To lay the foundation for the practical application of quantum computing, Chinese scientists have broken the world record for the number of truly entangled bits in quantum systems
Recently, the research team composed of Pan Jianwei, Zhu Xiaobo, Peng Chengzhi, etc. from the Institute of Quantum Information and Quantum Technology Innovation of the Chinese Academy of Sciences, University of Science and Technology of China, cooperated with Yuan Xiao, Peking University, successfully realized the preparation and verification of 51 superconducting quantum bit clusters, broke the world record for the number of true entangled bits in all quantum systems, and demonstrated the measurement based variational quantum algorithm for the first time. This work significantly increases the number of truly entangled bits in quantum systems from 24 to 51, fully demonstrating the excellent scalability of superconducting quantum computing systems. It is of great significance for studying multi body quantum entanglement, implementing large-scale quantum algorithms, and measurement based quantum computing. The relevant research results were published online on July 12th in the international academic journal Nature.

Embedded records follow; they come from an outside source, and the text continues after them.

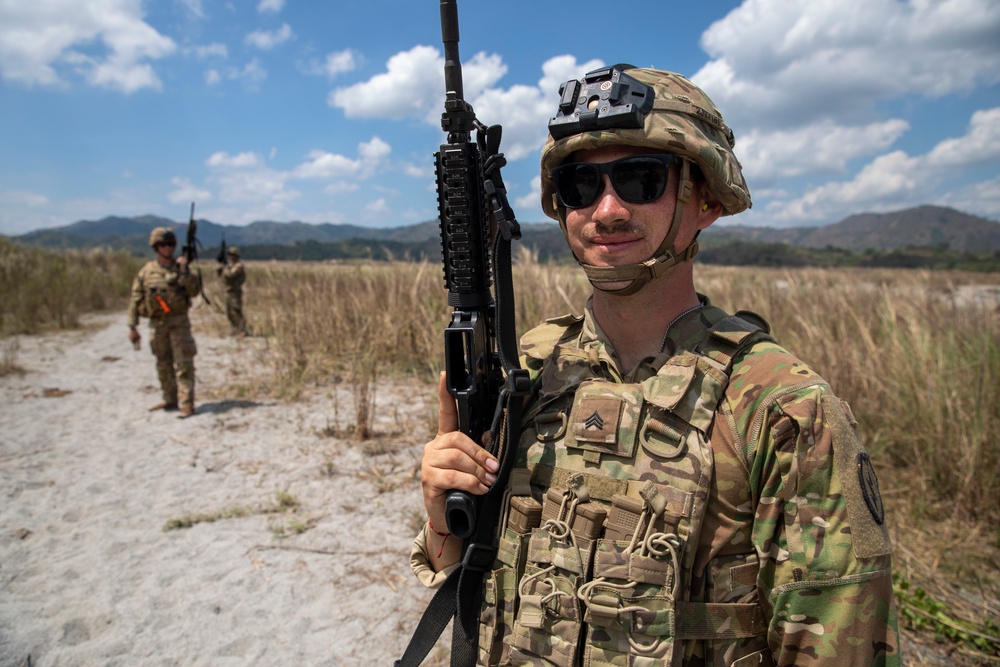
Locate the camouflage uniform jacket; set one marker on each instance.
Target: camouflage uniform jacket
(777, 520)
(233, 276)
(160, 292)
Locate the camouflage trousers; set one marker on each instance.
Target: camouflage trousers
(234, 312)
(173, 346)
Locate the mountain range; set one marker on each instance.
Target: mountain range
(935, 227)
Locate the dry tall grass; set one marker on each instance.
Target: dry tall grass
(45, 289)
(916, 353)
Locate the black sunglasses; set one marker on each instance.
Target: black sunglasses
(637, 179)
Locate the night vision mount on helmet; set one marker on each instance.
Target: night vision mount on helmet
(644, 108)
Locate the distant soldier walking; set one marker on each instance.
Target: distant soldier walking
(233, 276)
(162, 291)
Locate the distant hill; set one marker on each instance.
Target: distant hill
(920, 227)
(931, 236)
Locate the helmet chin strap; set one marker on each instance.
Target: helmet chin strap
(638, 275)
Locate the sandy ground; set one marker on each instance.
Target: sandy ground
(89, 478)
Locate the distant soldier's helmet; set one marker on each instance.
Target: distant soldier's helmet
(645, 108)
(162, 235)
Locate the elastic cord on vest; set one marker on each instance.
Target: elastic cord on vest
(638, 275)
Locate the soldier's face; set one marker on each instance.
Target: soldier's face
(614, 232)
(165, 250)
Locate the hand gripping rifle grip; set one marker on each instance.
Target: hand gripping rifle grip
(460, 513)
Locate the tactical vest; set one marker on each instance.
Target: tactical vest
(605, 512)
(163, 293)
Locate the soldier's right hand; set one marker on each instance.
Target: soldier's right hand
(452, 461)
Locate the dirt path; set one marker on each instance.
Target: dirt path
(89, 478)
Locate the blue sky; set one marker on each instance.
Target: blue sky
(329, 111)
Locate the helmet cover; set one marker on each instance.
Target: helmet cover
(683, 121)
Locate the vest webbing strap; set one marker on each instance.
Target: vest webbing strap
(719, 620)
(605, 488)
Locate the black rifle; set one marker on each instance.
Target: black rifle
(190, 250)
(222, 257)
(481, 365)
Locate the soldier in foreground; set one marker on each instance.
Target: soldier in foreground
(687, 492)
(233, 276)
(162, 291)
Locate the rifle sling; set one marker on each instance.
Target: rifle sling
(460, 594)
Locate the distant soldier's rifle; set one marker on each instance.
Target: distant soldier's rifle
(190, 251)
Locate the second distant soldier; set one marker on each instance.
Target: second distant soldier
(233, 275)
(162, 291)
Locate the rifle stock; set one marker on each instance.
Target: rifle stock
(472, 364)
(480, 346)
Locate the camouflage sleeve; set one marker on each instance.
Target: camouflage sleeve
(239, 275)
(825, 579)
(135, 299)
(420, 563)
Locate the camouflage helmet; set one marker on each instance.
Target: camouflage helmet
(162, 235)
(683, 121)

Quantum entanglement is one of the most mysterious and fundamental properties in quantum mechanics, as well as a core resource for quantum information processing and a fundamental source of acceleration effects in quantum computing. For many years, achieving large-scale multi qubit entanglement has been a goal pursued by scientists from various countries. Chinese scientists have achieved a series of important results in the preparation of multi body entanglement in superconducting quantum bits. Since 2017, they have successively completed the preparation of 10 bit, 12 bit, and 18 bit true entangled states, continuously breaking the record for the number of entangled bits in the field of superconducting quantum computing.
However, larger scale preparation of true entangled states requires high connectivity quantum systems, high fidelity multi bit quantum gates, and efficient and accurate characterization methods for quantum state fidelity. Due to the difficulty in meeting the requirements for quantum system performance, manipulation capability, and verification methods, the scale of true entangled bits has not exceeded 24 quantum bits.
On the basis of the "Zuchong-2" superconducting quantum computing prototype built by the research team in the early stage, the fidelity of parallel multi bit quantum gates was further improved to 99.05%, and the reading accuracy was improved to 95.09%. Combined with the large-scale modulus sub state fidelity verification scheme proposed by the research team, 51 bit cluster state preparation and verification were successfully achieved. On this basis, the research team has for the first time implemented a measurement based variational quantum algorithm, laying the foundation for the practical application of measurement based quantum computing solutions.